Neville continued, saying: "They’re
in St Mungo’s, now. They’re mad. They don’t recognise anyone. I see them during
the school holidays." Such a mild and matter-of-fact tone to introduce
such monstrous cruelty, Lavender thought. "The Lestranges did that to my
mum and my dad. I think I know how you feel, Lavender. If there’s anything I
can do...."
She bit her lip, momentarily beyond speech.
"Are you going back to Hogwarts, after the hols?" she asked, trying
to make conversation.
"I suppose so. Gran says I have
to." He shrugged. "How about you?"
"I never really thought...I suppose I
shall. Is it true Harry’s not coming back?"

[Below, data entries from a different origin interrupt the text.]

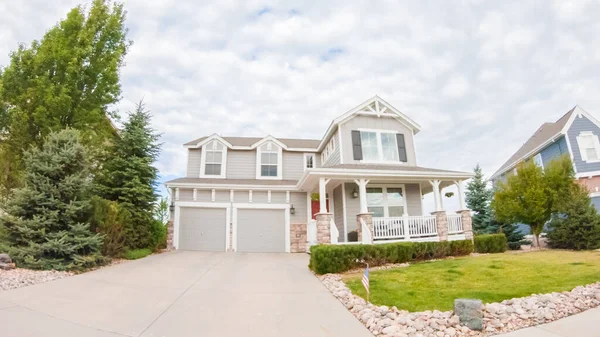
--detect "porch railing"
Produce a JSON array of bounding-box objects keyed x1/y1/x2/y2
[
  {"x1": 373, "y1": 215, "x2": 437, "y2": 240},
  {"x1": 447, "y1": 214, "x2": 464, "y2": 234}
]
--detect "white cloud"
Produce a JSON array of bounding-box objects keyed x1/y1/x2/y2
[{"x1": 0, "y1": 0, "x2": 600, "y2": 210}]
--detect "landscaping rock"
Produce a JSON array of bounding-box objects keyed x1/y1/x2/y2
[
  {"x1": 454, "y1": 299, "x2": 483, "y2": 331},
  {"x1": 0, "y1": 254, "x2": 12, "y2": 264}
]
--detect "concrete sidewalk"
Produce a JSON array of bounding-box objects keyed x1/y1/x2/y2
[{"x1": 499, "y1": 308, "x2": 600, "y2": 337}]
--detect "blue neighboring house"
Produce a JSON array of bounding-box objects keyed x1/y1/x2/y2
[{"x1": 490, "y1": 106, "x2": 600, "y2": 232}]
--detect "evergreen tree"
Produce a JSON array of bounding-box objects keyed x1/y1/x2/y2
[
  {"x1": 465, "y1": 164, "x2": 497, "y2": 234},
  {"x1": 548, "y1": 182, "x2": 600, "y2": 250},
  {"x1": 97, "y1": 102, "x2": 161, "y2": 249},
  {"x1": 0, "y1": 129, "x2": 104, "y2": 270},
  {"x1": 0, "y1": 0, "x2": 130, "y2": 195}
]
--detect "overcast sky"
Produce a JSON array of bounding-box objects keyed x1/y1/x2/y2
[{"x1": 0, "y1": 0, "x2": 600, "y2": 210}]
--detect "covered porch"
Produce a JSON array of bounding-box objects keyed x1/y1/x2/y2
[{"x1": 300, "y1": 165, "x2": 472, "y2": 244}]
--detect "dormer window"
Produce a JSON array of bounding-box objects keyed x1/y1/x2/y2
[
  {"x1": 200, "y1": 140, "x2": 227, "y2": 178},
  {"x1": 256, "y1": 142, "x2": 282, "y2": 179}
]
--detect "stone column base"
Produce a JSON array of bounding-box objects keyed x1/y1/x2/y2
[
  {"x1": 315, "y1": 213, "x2": 332, "y2": 244},
  {"x1": 356, "y1": 213, "x2": 373, "y2": 243},
  {"x1": 456, "y1": 209, "x2": 473, "y2": 240},
  {"x1": 431, "y1": 211, "x2": 448, "y2": 241}
]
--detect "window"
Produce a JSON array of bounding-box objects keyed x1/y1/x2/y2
[
  {"x1": 304, "y1": 153, "x2": 316, "y2": 170},
  {"x1": 577, "y1": 131, "x2": 600, "y2": 163},
  {"x1": 200, "y1": 140, "x2": 227, "y2": 178},
  {"x1": 367, "y1": 186, "x2": 406, "y2": 217},
  {"x1": 256, "y1": 142, "x2": 282, "y2": 179},
  {"x1": 533, "y1": 153, "x2": 544, "y2": 168},
  {"x1": 352, "y1": 130, "x2": 407, "y2": 163}
]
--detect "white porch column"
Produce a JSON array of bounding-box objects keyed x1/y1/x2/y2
[
  {"x1": 429, "y1": 180, "x2": 444, "y2": 212},
  {"x1": 354, "y1": 178, "x2": 369, "y2": 214},
  {"x1": 454, "y1": 180, "x2": 467, "y2": 211},
  {"x1": 319, "y1": 177, "x2": 329, "y2": 213}
]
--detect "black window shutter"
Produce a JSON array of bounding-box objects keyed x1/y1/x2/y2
[
  {"x1": 352, "y1": 130, "x2": 362, "y2": 160},
  {"x1": 396, "y1": 133, "x2": 407, "y2": 163}
]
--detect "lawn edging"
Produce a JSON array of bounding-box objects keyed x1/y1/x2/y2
[{"x1": 317, "y1": 274, "x2": 600, "y2": 337}]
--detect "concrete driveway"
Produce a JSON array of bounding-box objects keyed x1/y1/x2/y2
[{"x1": 0, "y1": 252, "x2": 372, "y2": 337}]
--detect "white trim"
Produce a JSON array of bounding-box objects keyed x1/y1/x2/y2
[
  {"x1": 199, "y1": 140, "x2": 227, "y2": 179},
  {"x1": 231, "y1": 203, "x2": 291, "y2": 253},
  {"x1": 302, "y1": 152, "x2": 317, "y2": 171},
  {"x1": 256, "y1": 142, "x2": 283, "y2": 180},
  {"x1": 575, "y1": 171, "x2": 600, "y2": 178},
  {"x1": 342, "y1": 181, "x2": 348, "y2": 242},
  {"x1": 173, "y1": 201, "x2": 231, "y2": 252}
]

"So I understand. He and Ron and
Hermione are going off to try and find some stuff out. To do with
You-Know...Voldemort...." He said the forbidden name easier this time,
and she felt an obscure form of comfort. It strengthened her, and she no
longer felt quite so alone, so bereft. She also noticed detachedly, that the
name ‘Hermione’ no longer held any real emotional resonance. She could even
silently wish them good luck in their quest, without any personal reservations.
"I want revenge," she said
simply.
"I want justice," he replied.
Lavender thought it was the same thing; it was not until much later that she
realised there was a world of difference between the two terms.
They talked a little more about
inconsequential things, and then Neville left. She did not see him again until
the term started, but she felt better for his visit. Something was growing
inside her mind in the meantime, and she hoped she’d get the chance to speak
with him again.
~*~
Soon, it was time to go back to Hogwarts.
The night before term started, Lavender went to stay with Parvati and Padma.
Their dad took them to Kings Cross – in a Ministry car specially borrowed for
safety. It seemed that the Ministry was determined that there would be no
incidents, and security for all returning children was tight. Fortunately,
nothing untoward marred the start of term.
It wasn’t the same on the train.
Lavender sat with her usual friends on the
Hogwarts Express, but gone was the easy banter, the girlish giggling. It was
as if a new seriousness had enfolded them all. Parvati, Padma, Romilda – even
Romilda - seemed to have new seriousness. And Ginny Weasley was there, too.
Ginny seemed almost grim – Lavender wanted to ask her if she had any news of
Harry, but did not quite dare – there was a tight set to Ginny’s mouth that
discouraged it.
No one had said much about her father,
beyond a shy, ‘I’m so sorry, Lavender,’ and she was glad. She still hurt about
her dad, and probably always would, but it was not something she could easily
discuss. The only person who had seemed to understand her was Neville, but he
was elsewhere on the train with some of the boys.
~*~
It was at the feast, after the Sorting that
the enormity of what their lives had become hit Lavender hardest. The gaps in
the hall – they were so small, but yet so huge, too. The Gryffindor
table bore a void where Harry Potter, Ron Weasley and Hermione Granger should
have been. ‘Surely,’ everyone whispered, ‘Hermione would have been Head
Girl.’ Now she was no longer there. Instead, she had gone who knew where, on
who knew what crusade or quest, with her two best friends. No one spoke of it,
but everyone was thinking of it and secretly praying for their victory.
There was another gap, too. At the
Slytherin table – Draco Malfoy was no longer there, and his two shadowy goons,
Crabbe and Goyle, had also not returned to Hogwarts.
Professor Dumbledore and Professor Snape no
longer sat at the High Table, either, but that was not even to be thought of.
Lavender was not alone in studiously not looking at the High Table.
Those gaps said everything about what was
happening in their world.
"Lavender--" A hand touched her
shoulder. She looked round to see Neville.
He sat down beside her without being asked,
this new Neville who seemed decisive and toughened with new inner steel.
"Lavender – I’ve been thinking. We should reform Dumbledore’s Army...."
At the name, she winced – she could not help herself and he saw and stopped
saying what he had been about to. "Don’t you think it’s a good idea,
then?" he asked.
"I think it’s a great idea. I think
it’s the best idea anyone has had."
"It’s just that you seemed to wince...."
"It was the name of Dumbledore, not
the idea. It’s right, Neville." She spoke with a firmness to match his;
perhaps she was beginning to find some new steel of her own.
"Will you tell everyone who was in it
last time? They won’t take much notice of me."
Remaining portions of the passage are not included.